We are interested in working with people who are attracted to a campaign that warns: “The best president in the history of the world …will not be able to address the major crises that we face unless there is a mass political movement, unless there’s a political revolution in this country.”

We should emphasize Sanders’ call for building an ongoing movement beyond this election cycle. Yes, we do not expect the Sanders campaign itself to build lasting grassroots organization. The ball is in our, broadly defined, court.

We should seize this potential organizing opportunity, reaching out to people excited by the Sanders campaign with the message, “Let’s not waste this moment where folks are coming together around an anti-corporate, anti-austerity program by ending with the whimper of voting for Hillary and calling it a day. Let’s build up our power.” The tragedy would not be so much people pulling the lever for Clinton, but dissipating and disbanding this mass outcry, having nothing to show for our bottom-up efforts.

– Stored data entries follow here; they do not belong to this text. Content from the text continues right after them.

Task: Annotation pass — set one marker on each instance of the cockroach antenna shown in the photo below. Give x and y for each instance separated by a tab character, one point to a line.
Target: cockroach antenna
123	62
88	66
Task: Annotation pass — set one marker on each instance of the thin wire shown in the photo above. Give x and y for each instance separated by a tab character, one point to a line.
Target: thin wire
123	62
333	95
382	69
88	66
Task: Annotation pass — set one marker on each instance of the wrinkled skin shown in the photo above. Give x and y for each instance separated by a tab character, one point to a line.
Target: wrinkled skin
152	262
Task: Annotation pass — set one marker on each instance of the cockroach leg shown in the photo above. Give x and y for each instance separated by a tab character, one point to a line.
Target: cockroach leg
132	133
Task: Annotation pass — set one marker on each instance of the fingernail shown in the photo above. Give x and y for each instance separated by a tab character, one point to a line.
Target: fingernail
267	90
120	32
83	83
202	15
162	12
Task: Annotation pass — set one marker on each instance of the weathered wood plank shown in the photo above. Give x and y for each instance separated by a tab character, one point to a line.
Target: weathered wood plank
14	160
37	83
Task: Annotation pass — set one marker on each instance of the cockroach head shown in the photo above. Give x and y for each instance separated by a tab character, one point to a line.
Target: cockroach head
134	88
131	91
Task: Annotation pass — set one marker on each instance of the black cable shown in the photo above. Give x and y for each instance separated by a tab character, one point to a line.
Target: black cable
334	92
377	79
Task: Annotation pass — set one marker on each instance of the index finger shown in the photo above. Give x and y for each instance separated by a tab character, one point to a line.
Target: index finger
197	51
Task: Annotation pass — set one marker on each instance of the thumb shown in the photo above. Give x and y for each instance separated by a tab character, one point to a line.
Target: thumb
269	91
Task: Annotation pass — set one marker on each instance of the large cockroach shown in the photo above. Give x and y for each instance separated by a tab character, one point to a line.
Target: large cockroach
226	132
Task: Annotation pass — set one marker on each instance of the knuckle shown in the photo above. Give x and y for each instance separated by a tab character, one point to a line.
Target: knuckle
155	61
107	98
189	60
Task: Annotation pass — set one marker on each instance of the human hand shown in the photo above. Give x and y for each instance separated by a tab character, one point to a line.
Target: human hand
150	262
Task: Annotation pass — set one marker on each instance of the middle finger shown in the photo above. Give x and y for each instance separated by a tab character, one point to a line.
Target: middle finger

Jesse Jackson, despite winning eight million votes in 1988, chose to demobilize the ostensibly independent Rainbow Coalition organization after losing the Democratic nomination so no ongoing coalition went on to continue working around issues of economic and racial justice after the campaign ended.

This time, the left should urge Sanders supporters to keep the fight going through joining anti-austerity struggles, social movements or building local, multi-racial coalitions, including independent electoral infrastructures, that live on well after the presidential campaign.

We agree with Howie Hawkins when he says:

“We should talk about why independent politics is the best way to build progressive power, about the Democratic Party as the historic graveyard of progressive movements, and about the need in 2016 for a progressive alternative when Sanders folds and endorses Clinton. I don’t expect many will be persuaded to quit the Sanders campaign before the primaries. But I do expect that many of them will want a Plan B, a progressive alternative to Clinton, after the primaries.”